Sufis wurden lange Zeit als Ketzer beschimpft

Sufis wollen Gott erfahren, zum Beispiel indem sie sich in Ekstase tanzen

Ähnlich wie die christlichen Mystiker im Mittelalter wurden auch die Sufis lange Zeit verfolgt und als Ketzer beschimpft. Mansur al Hallaj, einer der bekanntesten islamischen Mystiker des 10. Jahrhunderts wurde sogar von dem orthodoxen Kalifen in Bagdad ins Gefängnis geworfen und hinterher gekreuzigt. So berichtet es die Überlieferung.
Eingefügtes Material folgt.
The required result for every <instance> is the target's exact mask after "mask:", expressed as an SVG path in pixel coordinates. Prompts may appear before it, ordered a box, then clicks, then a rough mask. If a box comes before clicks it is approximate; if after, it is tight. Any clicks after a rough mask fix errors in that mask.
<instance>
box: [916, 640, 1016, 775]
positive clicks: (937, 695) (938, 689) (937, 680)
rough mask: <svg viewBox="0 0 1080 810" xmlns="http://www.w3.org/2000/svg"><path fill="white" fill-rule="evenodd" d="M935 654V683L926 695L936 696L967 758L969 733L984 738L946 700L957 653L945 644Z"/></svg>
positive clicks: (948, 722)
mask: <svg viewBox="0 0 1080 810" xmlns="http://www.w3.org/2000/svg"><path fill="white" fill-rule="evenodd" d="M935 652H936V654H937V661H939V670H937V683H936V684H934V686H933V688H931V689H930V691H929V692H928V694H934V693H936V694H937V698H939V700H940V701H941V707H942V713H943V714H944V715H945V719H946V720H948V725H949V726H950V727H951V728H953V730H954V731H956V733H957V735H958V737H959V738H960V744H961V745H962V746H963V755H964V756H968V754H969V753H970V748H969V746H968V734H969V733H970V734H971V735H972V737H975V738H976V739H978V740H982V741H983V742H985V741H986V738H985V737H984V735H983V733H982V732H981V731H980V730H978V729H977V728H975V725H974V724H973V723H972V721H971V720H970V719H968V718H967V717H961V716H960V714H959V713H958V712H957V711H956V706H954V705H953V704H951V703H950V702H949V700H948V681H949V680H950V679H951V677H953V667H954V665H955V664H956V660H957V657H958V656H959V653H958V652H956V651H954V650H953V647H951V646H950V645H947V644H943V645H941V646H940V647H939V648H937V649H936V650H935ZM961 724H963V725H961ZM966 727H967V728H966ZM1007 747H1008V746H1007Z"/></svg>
In München leitet der Deutsch-Ägypter André Ahmed Al Habib den Azizani-Orden. Der ist ein Abzweig des Kadiri-Ordens, der auf den persischen Mystiker Abdul al Quadir al-Dschilani aus dem 12. Jahrhundert zurück geht. Sie sehen sich in der unmittelbaren Nachfolge des Propheten Mohammed und seiner Gemeinde in Mekka und Medina.

Zusammengefasst

Der Sufismus ist die mythische Ausprägung des Islams. Sufis praktizieren neben dem täglichen Gebet Meditationen und Übungen, um mit Allah eins zu werden.

Zahlen und Fakten
Zentren der Sufis gibt es überall auf der Welt. In Bayern sind sie besonders stark in Nürnberg und München vertreten.

Glaube und Ziele
Das oberste Ziel des Sufismus ist es, durch Übungen und Meditationen Gott im Leben zu erfahren. Kern des Glaubens ist für die Sufis, Gott mit dem Herzen zu preisen und ihm zu gedenken. Die Sufis meditieren über Worte des Koran, dazu gibt es die sogenannte Dhikrullah, ein sehr intensives Gebetsritual zur Erinnerung an Allah. "Dhikrullah" ist arabisch und heißt: Gott gedenken.
Für einen Sufi ist Gott keine Glaubens-, sondern Erfahrungssache. Es gilt, Gott zu erfahren - jeden Tag, in jeder Situation.

(Die Positionen, Aufgaben und die Zugehörigkeit zu einer Religion oder Weltanschauungs-gemeinschaft, der im Artikel genannten Personen, beziehen sich auf das Jahr 2012 und können sich mittlerweile geändert haben.)